The [notebook](report.ipynb) we are working with defines these, if you would like to take inspiration.

In [3]:
%%time
exporter_pdf = PDFExporter(config=c_embed)
pdf, _ = exporter_pdf.from_filename("report.ipynb")
type(pdf), len(pdf), pdf[:16]

CPU times: total: 438 ms
Wall time: 15.7 s


(bytes, 15908, b'%PDF-1.5\n%\xe4\xf0\xed\xf8\n1')

In [4]:
%%time
exporter_notebook = NotebookExporter(config=c_embed)
notebook, _ = exporter_notebook.from_filename("report.ipynb")
type(notebook), len(notebook), notebook[:16]

CPU times: total: 719 ms
Wall time: 733 ms


(str, 1330, '{\n "cells": [\n  ')

Our notebook is a JSON string, let's make it a `bytes`  string.

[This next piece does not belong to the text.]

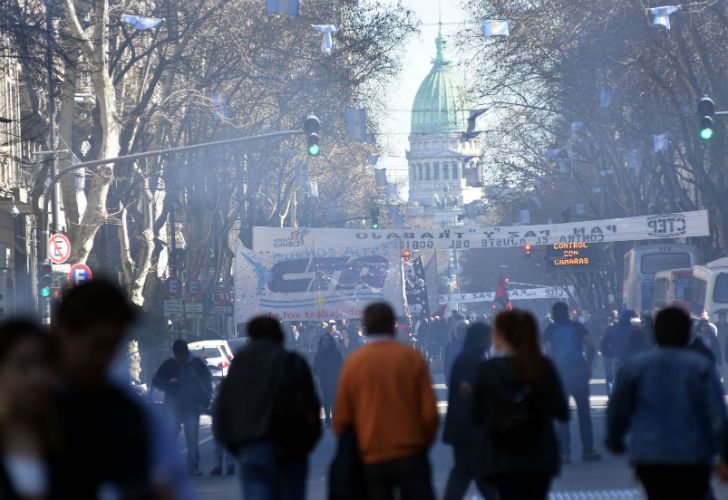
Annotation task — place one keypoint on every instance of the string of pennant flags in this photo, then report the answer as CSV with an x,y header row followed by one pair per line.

Thanks to the [JSON specification](https://datatracker.ietf.org/doc/html/rfc7159), we know this byte string must be encoded to UTF-8.

In [5]:
notebook_bytes = notebook.encode("utf-8")
notebook_bytes[:16]

b'{\n "cells": [\n  '

## Step 2: put together the *master* document

The Python environment is perfect for configuring a more complex preprocessing nbconvert pipeline.

In [6]:
c_master = Config()
c_master.Exporter.preprocessors = ["nbconvert_inline_artifacts.ArtifactInlinePreprocessor"]
c_master.ArtifactInlinePreprocessor.artifacts = {
    "pdf": {"mime_type": "application/pdf", "content": pdf},
    "notebook": {"mime_type": "application/vnd.jupyter", "content": notebook_bytes}
}

In [7]:
path_master = Path("report.html")

In [8]:
%%time
exporter_master = HTMLExporter(config=c_master)
with path_master.open(mode="wb") as file:
    master, _ = exporter_master.from_filename("report.ipynb")
    assert isinstance(master, str)
    file.write(master.encode("utf-8"))

CPU times: total: 766 ms
Wall time: 762 ms


In [9]:
assert path_master.is_file()
path_master.stat().st_size

600305

For such mostly-text files, most of the file mass stems from the incorporation of styling content that nbconvert itself generates when converting a Jupyter notebook to a HTML file. However, as soon as a notebook starts containing any significant binary images, videos or anything of the sort, one may presume that the inlining of alternative versions would multiply the mass of the master document. The author should be conscious of this trade-off and evaluate whether network connectivity or storage capacity costs the most in their computing environment and for their content distribution context.